Last week, I published a piece on managing a transition in your career: role change, job change, or both. The piece made the point that the optimal leadership style is situation-dependent. A go-go-go leader who can see the firm through a turnaround from a sticky place may not be the right fit for sustaining success. Understand the environment in which you’ve to lead. That tells you the need of the hour. Often, this situation won’t come labeled, especially if we’re talking about leadership at a team or business unit level. You’ll be thrown into the situation, left to diagnose the problem(s), and then fix it. When that happens, it is better if you share your diagnosis with your boss and the two of you see eye to eye. If your boss believes a bandaid would do and you’re thinking surgery, or vice versa, it’s a bigger problem than what you waded into.
In response to my piece, a reader, a senior cloud leader, asked me this:
“Do you think trying to adopt a leadership style that’s not your default/natural style could backfire?”
I thought it relevant to bring out a few more nuances, including the one that I think is the least acknowledged of all.
Know your leadership style:
The first step is to know your leadership style. Without self-awareness, there’s a lot of second-guessing. New managers/leaders face this most acutely. They don’t yet know themselves, so they tend to mimic what they see without paying enough attention to what comes most naturally to them. It shows up as internal conflict in decision-making. What happens when they come into awareness?
Self-awareness about your natural leadership style is usually a penny-drop moment. Your challenges come into clear perspective. It becomes easier to make a conscious choice about whether or not to test yourself outside your wheelhouse.
Build a leadership range:
The second step is to build a leadership range. It is hard for you to be a successful leader at scale while having an inflexible leadership style. Think of your leadership range as the give in a piece of metal. Without this give, the piece is more likely to break before it bends.Stress does that to leaders with a rigid way.
Both are fairly obvious steps, though not easy. It is the third step, I believe, that builds you a lasting toolkit.

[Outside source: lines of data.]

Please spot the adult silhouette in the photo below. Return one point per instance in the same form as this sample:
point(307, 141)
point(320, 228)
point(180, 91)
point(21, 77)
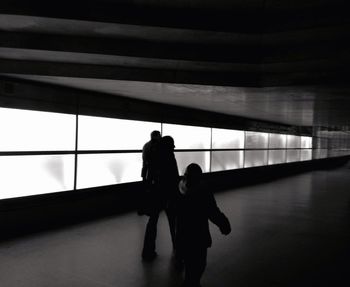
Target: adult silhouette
point(149, 158)
point(164, 192)
point(195, 206)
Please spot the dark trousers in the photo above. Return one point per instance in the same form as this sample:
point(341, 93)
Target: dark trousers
point(195, 260)
point(149, 244)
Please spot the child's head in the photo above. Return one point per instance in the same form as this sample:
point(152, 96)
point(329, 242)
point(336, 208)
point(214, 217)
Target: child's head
point(193, 175)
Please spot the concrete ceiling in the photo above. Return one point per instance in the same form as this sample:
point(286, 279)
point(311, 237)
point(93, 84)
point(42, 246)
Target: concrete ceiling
point(280, 61)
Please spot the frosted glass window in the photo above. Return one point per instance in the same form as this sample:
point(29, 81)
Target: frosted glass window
point(293, 155)
point(256, 140)
point(25, 130)
point(306, 154)
point(188, 137)
point(277, 156)
point(320, 153)
point(107, 169)
point(98, 133)
point(30, 175)
point(223, 138)
point(224, 160)
point(277, 141)
point(185, 158)
point(306, 142)
point(255, 158)
point(293, 141)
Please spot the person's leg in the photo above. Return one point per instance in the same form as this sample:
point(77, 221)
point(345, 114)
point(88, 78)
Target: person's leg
point(149, 244)
point(171, 215)
point(195, 263)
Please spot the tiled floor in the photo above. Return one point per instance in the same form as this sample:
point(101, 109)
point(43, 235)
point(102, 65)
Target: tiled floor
point(290, 232)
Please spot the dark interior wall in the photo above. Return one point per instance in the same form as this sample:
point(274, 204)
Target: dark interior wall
point(27, 95)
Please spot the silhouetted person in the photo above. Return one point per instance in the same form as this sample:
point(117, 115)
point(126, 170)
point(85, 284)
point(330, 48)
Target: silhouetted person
point(149, 158)
point(164, 193)
point(195, 206)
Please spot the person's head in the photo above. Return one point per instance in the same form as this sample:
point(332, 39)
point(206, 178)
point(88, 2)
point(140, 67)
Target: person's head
point(168, 142)
point(193, 175)
point(155, 135)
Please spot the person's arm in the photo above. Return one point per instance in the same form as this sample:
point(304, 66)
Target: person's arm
point(216, 216)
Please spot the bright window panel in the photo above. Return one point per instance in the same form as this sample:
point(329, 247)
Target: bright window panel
point(185, 158)
point(319, 153)
point(25, 130)
point(256, 140)
point(225, 160)
point(188, 137)
point(306, 142)
point(106, 169)
point(293, 155)
point(38, 174)
point(223, 138)
point(306, 154)
point(277, 156)
point(99, 133)
point(255, 158)
point(293, 141)
point(277, 141)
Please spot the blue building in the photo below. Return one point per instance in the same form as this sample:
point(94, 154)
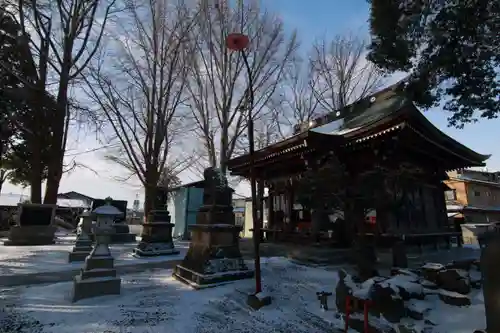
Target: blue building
point(183, 204)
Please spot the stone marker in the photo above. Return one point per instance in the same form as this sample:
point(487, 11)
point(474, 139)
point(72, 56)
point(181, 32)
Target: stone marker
point(490, 270)
point(156, 236)
point(121, 231)
point(98, 277)
point(83, 244)
point(35, 225)
point(214, 254)
point(399, 256)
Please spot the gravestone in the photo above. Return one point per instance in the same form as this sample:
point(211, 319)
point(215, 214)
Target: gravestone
point(83, 244)
point(98, 276)
point(214, 255)
point(399, 256)
point(490, 270)
point(121, 231)
point(34, 225)
point(156, 236)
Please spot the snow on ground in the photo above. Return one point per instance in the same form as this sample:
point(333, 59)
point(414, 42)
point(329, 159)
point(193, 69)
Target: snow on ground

Ask: What, if at all, is the difference in core values?
Understand that any meaningful difference in leadership styles points to a potential difference in core values. Someone who believes in holding power is fundamentally different from someone who believes in empowering. The same situation when brought to both leaders will yield chalk and cheese responses. It is hard for leaders to simply pick a style for a situation if the style’s not in their repertoire. It will be tantamount to picking a value that is not theirs. If you believe in being cautious and thorough, you cannot all of a sudden set a rollicking pace. If you believe that decision speed is more important than decision accuracy, then you will not slow down to cross all t’s and dot all i’s.
Tobias Lutke of Shopify has a sort of a user manual for himself on the company Wiki about how he operates (hint: he dislikes big meetings and Shopify, the last I heard, has stopped all recurring meetings). Another interesting recent example comes from Intercom. A friend who works in their London office put out this announcement about his firm’s plans.

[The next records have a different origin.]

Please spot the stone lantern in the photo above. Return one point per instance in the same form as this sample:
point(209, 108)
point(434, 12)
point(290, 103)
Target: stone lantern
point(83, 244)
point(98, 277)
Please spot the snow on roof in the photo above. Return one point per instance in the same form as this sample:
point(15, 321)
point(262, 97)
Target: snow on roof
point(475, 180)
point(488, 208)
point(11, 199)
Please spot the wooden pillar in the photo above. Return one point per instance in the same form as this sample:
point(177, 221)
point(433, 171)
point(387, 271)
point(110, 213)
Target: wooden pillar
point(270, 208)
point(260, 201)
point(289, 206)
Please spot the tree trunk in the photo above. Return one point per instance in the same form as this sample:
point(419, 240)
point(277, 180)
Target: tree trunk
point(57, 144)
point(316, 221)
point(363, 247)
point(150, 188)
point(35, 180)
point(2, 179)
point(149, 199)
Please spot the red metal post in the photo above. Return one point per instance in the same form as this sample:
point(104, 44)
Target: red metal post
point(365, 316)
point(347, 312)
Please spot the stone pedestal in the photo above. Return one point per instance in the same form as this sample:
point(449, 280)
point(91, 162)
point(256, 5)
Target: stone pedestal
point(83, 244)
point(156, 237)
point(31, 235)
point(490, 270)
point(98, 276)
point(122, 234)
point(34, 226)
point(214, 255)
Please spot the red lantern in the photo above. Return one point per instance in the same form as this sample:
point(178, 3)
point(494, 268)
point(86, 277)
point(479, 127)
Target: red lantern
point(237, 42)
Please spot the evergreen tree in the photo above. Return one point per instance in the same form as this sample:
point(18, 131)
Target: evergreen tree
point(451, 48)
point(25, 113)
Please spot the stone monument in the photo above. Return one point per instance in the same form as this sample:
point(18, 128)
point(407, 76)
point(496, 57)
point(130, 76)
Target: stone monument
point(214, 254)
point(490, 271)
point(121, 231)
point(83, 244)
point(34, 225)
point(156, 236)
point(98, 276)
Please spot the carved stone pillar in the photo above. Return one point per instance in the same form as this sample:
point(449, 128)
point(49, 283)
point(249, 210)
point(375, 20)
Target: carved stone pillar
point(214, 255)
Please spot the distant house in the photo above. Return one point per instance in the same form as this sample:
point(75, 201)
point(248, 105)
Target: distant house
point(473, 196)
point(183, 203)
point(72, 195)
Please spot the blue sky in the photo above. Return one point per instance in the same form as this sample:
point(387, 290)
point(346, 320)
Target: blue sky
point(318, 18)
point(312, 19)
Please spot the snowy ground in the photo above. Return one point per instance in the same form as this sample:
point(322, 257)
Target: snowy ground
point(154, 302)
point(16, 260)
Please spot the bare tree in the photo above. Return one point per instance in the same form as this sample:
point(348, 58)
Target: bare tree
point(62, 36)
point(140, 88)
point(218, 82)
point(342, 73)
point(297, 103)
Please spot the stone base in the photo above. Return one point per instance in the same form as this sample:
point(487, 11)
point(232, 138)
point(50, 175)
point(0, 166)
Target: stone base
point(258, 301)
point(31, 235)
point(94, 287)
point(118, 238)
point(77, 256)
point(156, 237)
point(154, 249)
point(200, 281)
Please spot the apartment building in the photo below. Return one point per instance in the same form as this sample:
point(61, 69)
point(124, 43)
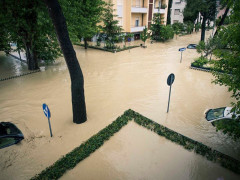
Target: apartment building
point(134, 15)
point(177, 11)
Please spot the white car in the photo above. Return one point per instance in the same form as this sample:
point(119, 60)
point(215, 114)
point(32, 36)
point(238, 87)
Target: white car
point(219, 114)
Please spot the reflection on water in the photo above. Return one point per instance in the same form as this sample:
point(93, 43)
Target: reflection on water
point(9, 66)
point(115, 82)
point(137, 153)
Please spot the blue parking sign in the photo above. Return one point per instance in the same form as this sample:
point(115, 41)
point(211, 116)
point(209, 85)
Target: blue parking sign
point(46, 111)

What is special about these examples? They tell you what matters, and what doesn’t, to the company. They point to you the company’s core beliefs—not the ones printed on the brochure or on the homepage of the company website but the ones in action. At the CEO level, this kind of signaling breaks open so many dilemmas for the workforce. Your managerial span, should you do something like this, may be smaller and so may be the impact. Nonetheless, it is clarifying for those who work with you.

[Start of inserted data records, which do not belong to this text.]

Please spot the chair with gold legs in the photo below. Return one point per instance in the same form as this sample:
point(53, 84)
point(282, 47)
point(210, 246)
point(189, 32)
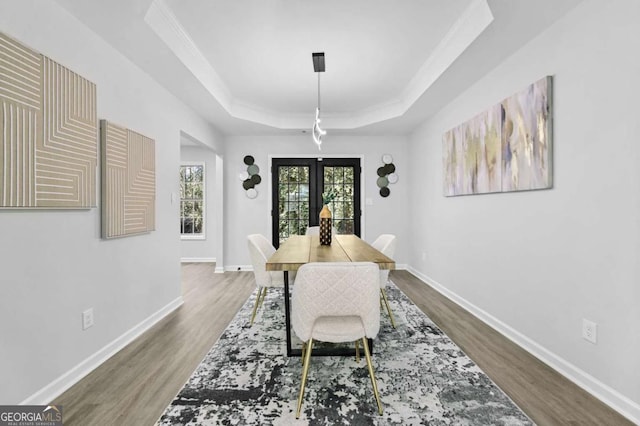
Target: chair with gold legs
point(336, 302)
point(386, 244)
point(260, 250)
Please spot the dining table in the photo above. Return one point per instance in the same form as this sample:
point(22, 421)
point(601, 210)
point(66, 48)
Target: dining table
point(297, 250)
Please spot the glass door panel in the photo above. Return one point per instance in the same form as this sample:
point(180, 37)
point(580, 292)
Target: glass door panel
point(298, 184)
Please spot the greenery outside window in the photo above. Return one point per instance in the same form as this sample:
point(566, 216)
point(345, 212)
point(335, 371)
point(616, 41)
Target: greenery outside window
point(192, 203)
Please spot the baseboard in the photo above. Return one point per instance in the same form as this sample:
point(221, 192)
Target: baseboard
point(235, 268)
point(198, 260)
point(614, 399)
point(54, 389)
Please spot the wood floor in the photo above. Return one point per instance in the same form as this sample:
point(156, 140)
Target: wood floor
point(136, 385)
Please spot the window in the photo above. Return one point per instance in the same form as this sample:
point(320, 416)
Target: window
point(192, 201)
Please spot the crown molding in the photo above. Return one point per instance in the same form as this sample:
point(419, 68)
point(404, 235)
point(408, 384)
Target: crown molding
point(472, 22)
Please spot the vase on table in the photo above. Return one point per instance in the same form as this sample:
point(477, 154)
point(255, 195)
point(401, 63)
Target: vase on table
point(325, 226)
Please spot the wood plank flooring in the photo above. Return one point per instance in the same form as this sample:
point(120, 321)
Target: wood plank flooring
point(136, 385)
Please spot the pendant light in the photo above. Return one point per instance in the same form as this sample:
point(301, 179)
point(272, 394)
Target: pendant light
point(316, 132)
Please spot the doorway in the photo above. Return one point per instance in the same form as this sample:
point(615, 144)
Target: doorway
point(298, 185)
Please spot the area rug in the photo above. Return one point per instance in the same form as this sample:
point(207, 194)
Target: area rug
point(423, 378)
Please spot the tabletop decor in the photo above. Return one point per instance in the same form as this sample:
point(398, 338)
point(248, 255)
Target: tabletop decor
point(505, 148)
point(325, 217)
point(251, 177)
point(425, 378)
point(48, 132)
point(386, 175)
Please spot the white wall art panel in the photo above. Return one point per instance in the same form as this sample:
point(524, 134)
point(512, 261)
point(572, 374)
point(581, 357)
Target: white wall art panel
point(128, 182)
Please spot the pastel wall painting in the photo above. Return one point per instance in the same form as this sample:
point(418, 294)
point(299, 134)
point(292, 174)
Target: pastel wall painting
point(505, 148)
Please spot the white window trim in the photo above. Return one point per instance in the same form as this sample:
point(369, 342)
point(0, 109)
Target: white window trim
point(203, 235)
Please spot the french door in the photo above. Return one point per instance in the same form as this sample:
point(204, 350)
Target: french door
point(298, 184)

The values you believe in decide the frames with which you see the world. For example, do you see your team or org as a family or as a sports team? Any system of reward and recognition is likely to be a reflection of this value. Do you believe the customer knows best or that it is your job to decide and shape customers’ desires?
Your way of doing things—your leadership style—is like the exteriors of a building. Undergirding what is visible are the foundational elements, your values. These are the parts underground that bear the load of what is seen to the eye. You cannot continue to shift what is above ground without needing to look at what is under it.
If you’ve been airdropped into a new role or hired from another industry or even moved laterally, find out if there’s any difference in values between you and your employer. A conflict of values, unlike facts, cannot be settled in one Monday morning meeting. Value conflicts tend to be stickier. They need more introspection. They lead to discovery.
Understanding your leadership style is an opportunity to understand yourself and what matters to you. Everything flows from that.